Metadata-Version: 2.1
Name: csr-utils
Version: 0.1.2
Summary: Utility functions for scalable handling of CSR matrices
Home-page: https://github.com/narges-rzv/csr_utils
Author: Narges Razavian
Author-email: nsr3@nyu.edu
License: UNKNOWN
Platform: UNKNOWN
Classifier: Programming Language :: Python :: 3
Classifier: License :: OSI Approved :: MIT License
Classifier: Operating System :: OS Independent
Description-Content-Type: text/markdown
Requires-Dist: scipy
Requires-Dist: numpy

# csr_utils

Scalable Operations for CSR matrices.

[![Build Status](https://travis-ci.org/narges-rzv/csr_utils.svg?branch=master)](https://travis-ci.org/narges-rzv/csr_utils)

Installation 
------------
For general users and if using conda etc.:

`pip install csr_utils` 


Without root access:

`pip install --user csr_utils`

Usage
-----

```
>>> import numpy as np
>>> from scipy.sparse import csr_matrix
>>> xcsr = csr_matrix(np.array([[1, 0], [3, 4], [2, 2]], dtype=float))

>>> import csr_utils
>>> xnorm, xmean, xstd, xixnormed = normalize_csr_matrix(xcsr)

```


Overview
--------
This package currently only has a fast and memory efficient implementation for normalizing nonzero values of a CSR array without un-sparsifying the function. This is useful step for machine learning on large matrices. Most algorithms work better with normalized input, in particular the commonly used [linear classification models in sklearn](http://scikit-learn.org/stable/modules/generated/sklearn.linear_model.LogisticRegression.html). 

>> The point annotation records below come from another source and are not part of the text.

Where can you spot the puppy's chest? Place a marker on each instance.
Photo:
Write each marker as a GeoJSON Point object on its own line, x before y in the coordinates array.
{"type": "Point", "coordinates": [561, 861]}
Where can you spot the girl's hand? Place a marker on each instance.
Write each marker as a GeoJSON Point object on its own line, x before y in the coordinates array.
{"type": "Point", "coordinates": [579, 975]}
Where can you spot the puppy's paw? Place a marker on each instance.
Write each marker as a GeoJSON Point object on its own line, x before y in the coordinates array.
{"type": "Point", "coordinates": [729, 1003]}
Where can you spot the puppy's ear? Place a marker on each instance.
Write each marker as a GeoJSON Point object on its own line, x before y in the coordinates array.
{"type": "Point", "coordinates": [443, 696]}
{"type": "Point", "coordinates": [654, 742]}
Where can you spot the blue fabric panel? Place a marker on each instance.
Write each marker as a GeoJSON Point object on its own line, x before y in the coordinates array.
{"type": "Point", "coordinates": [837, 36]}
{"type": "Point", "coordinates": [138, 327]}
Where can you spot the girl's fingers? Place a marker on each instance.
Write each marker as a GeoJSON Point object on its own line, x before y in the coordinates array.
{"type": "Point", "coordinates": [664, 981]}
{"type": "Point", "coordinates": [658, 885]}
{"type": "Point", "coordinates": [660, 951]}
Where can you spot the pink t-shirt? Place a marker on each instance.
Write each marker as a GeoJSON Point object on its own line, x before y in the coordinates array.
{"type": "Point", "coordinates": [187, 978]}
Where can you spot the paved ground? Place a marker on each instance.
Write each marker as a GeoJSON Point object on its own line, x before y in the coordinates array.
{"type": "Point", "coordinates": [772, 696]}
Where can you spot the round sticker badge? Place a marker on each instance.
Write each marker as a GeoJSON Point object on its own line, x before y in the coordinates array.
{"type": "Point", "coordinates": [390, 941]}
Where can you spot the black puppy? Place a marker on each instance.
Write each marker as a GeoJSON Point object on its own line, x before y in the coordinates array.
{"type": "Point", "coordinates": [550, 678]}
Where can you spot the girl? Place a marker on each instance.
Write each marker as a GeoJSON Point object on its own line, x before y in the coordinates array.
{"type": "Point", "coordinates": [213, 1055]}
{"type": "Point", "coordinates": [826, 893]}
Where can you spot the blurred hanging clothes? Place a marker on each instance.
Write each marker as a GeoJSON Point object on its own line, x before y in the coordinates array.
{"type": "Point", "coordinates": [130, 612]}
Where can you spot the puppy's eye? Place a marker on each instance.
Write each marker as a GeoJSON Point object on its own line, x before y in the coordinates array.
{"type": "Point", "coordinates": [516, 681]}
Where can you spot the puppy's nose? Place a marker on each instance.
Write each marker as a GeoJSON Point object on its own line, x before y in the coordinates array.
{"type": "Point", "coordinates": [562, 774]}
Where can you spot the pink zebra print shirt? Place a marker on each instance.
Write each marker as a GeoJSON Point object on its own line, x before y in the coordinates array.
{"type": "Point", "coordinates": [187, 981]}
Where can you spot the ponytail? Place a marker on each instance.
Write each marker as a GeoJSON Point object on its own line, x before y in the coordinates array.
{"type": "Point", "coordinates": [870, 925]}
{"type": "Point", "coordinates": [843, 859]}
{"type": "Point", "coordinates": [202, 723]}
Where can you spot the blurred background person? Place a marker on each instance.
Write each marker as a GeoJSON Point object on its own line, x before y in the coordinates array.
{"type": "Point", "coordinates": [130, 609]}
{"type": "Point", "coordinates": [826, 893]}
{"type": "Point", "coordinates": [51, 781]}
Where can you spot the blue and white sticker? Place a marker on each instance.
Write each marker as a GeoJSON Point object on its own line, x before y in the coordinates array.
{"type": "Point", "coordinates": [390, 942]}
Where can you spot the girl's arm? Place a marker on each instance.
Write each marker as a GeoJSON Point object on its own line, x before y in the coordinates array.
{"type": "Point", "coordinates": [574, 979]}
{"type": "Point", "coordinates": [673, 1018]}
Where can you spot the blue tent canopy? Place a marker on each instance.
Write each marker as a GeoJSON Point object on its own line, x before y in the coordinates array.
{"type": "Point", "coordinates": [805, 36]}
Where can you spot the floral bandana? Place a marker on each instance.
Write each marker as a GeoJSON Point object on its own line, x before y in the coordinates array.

There will be more functions added as the need arises, including turning a csr array into cuda sparse array directly. Stay tuned. 

normalize_csr_matrix:
---------------------
- Normalizes a CSR matrix only based on non-zero values, without turning it into dense array. 
   - In the CSR matrix, rows correspond to samples, and columns correspond to features.
   - Normalization will be such that each column (feature)'s non-zero values will have mean of 0.0 and standard deviation of 1.0.
- Will return the scalable equivalent of x = x.toarray(); x[(x==0)] = np.nan; (x - np.nanmean(x, axis=0)) / np.nanstd(x, axis=0)
- We compute a faster and equivalent definition of standard deviation:
   - ```sigma = SquareRoot(ExpectedValue(|X - mean|^2)) # slow```
   - ```sigma = SquareRoot(ExpectedValue(X^2) - ExpectedValue(X)^2) # fast```
   - [For more info see the math](https://en.wikipedia.org/wiki/Standard_deviation#Definition_of_population_values)
- This function makes the following assumptions:
   - If we don't have any observations in a column i, mean_array[i] be set to 0.0, and std_array[i] will be set to 1.0.
   - If we have a single observation, or if standard deviation is 0.0 for a column, we only subtract the mean for that column.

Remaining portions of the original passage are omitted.